Directly after returning from Christmas I began to plan another detailed acqusition for creation of a survey-grade surface model. This project was for Century West Engineering and the site was the newly renovated Stewart Parkway in Roseburg, OR. We had been waiting for months for the roadway to be completed with light posts installed and sidewalks finished before flights. I was able to fly the 10 acre site on January 3rd in overcast and broken lighting conditions. This proved to be detrimental to the creation of the orthomosaic. Granted, the orthomosaic was never an agreed upon deliverable but as I’ve stressed about my business I like to go above and beyond what the client asks for. Because the light was variable throughout the hour long acquisition of over 1700 aerial imagees, there was a visible exposure difference between neighboring images. Traditionally I set my camera settings to all auto but in this case, with the dark pavement, vividly bright white sidewalks and intermittent sun, I ended up with a lot of imagery that was completely blown out in the whites. But.. as a testament to being prepared, I had flown a double grid pattern of imagery with 80/80 overlap so I had a ton of useable imagery. Unfortunately, it meant I had to go into lightroom and boost the imagery with an HDR effect going from frame to frame and tossing the ones that were too blown out.
Spending the time to adjust the imagery and throw out the bad frames helped produce an even more accurate surface model and even cut down on my time editing the noise out of the point cloud. I did ask our survey partner in Roseburg to head out and grab me about 7 additional ground control points along the newly completed roadway to help boost my Z accuracy which came out at an impressive 10th of a foot for the entire AOI. I then created contours for Century West at Half and quarter foot resolutions and did some final color balancing touch up of the orthomosaic in photoshop before compressing it heavily and sending it off for them.

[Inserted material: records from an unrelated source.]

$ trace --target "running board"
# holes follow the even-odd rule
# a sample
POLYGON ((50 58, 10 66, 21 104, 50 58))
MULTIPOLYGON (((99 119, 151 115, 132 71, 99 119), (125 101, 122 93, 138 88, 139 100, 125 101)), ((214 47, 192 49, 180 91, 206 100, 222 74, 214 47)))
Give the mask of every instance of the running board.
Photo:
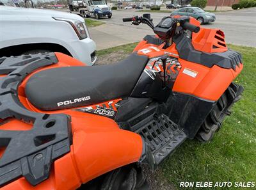
POLYGON ((147 154, 143 162, 152 170, 157 166, 187 138, 180 130, 164 114, 150 115, 132 126, 147 145, 147 154))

When I was finished with the traditional Aerial Mapping surface model work I wondered if it would be possible to create a 3D point cloud by taking still frames from the 4K video I had captured doing some marketing work for them as well. To my delight I was able to make a decent looking 3D model for 80% of the roadway length, also tying it down to the right geospatial location by measuring in some aerial targets. Yes, the model is a bit noisy but it’s actually fairly good looking for pulling frames from video and just letting the software do it’s pixel matching magic!